En ello difiere de otra grande, Billie Holliday. Cuando escuchamos a Billy, a Lady Day, escuchamos las quejas de un alma atormentada, de una vida puntualmente escarnecida por la misma sociedad que la escucha con embeleso. Esto no sucede con Ella; ella nunca exhibe sus heridas, transita a menudo On the sunny side of the street, a veces en un entusiasmo altivo, pero incluso en sus momentos más umbríos, en los que hace gala de los tonos mate y grises de su opulento timbre, hay siempre como un albor de dulzura, tan alejado del regodeo en la truculencia como de la complacencia fácil.
 
Ella transitó con la misma destreza por el estilo swing de las big bands, la balada, el scat singing del bebop y el blues. También nos regaló esporádicas incursiones en el soul y el rock. Imitaba con gracia casi cualquier instrumento de la orquesta gracias a su portentoso  registro y grabó alrededor de doscientos discos, algunos de cancioneros de compositores como Gershwin, Porter, Berlin o Kern que se consideran hoy tesoros nacionales de la música estadounidense.
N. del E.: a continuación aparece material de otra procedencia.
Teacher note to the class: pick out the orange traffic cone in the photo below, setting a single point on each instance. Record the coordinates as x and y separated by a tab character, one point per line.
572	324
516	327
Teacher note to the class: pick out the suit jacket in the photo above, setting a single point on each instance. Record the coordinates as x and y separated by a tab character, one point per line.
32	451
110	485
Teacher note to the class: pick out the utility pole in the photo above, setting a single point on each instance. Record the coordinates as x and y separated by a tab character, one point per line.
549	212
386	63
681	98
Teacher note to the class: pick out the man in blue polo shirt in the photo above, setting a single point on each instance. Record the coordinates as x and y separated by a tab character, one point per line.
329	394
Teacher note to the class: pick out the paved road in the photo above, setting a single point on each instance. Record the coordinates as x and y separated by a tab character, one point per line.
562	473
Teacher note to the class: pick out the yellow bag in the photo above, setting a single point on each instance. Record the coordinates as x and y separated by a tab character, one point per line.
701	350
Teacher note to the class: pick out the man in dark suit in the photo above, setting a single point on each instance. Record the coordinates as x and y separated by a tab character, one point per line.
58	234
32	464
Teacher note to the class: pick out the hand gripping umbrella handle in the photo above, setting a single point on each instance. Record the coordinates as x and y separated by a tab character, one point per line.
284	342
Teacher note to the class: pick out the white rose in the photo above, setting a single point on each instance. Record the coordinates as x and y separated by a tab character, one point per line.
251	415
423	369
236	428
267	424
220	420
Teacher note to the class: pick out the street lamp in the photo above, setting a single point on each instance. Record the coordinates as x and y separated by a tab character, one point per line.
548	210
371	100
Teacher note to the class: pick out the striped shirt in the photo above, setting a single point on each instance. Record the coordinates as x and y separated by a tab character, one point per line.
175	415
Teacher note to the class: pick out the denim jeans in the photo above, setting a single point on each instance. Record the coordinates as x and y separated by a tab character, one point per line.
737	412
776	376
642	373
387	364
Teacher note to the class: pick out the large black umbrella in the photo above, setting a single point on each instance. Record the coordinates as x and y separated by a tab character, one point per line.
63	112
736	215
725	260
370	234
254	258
Algunas de esas canciones, a veces musicalmente modestas, cuando no irremediablemente cursis, mudan con Ella en piezas de un atractivo rotundo y duradero. El propio Gershwin confesó una vez, en un cumplido sólo un poco exagerado, que únicamente cuando escuchó sus composiciones con Ella se dio cuenta de que realmente eran buenas.
 
Una voz, en fin, como espejo, pulida y refulgente, que para mí simplemente ha sido la mejor. El epíteto "The First Lady of Song" no es otra cosa que la constatación, al menos en el mundo del jazz, y me atrevo a decir que un poco más allá, de un hecho llano para los oídos de cualquiera.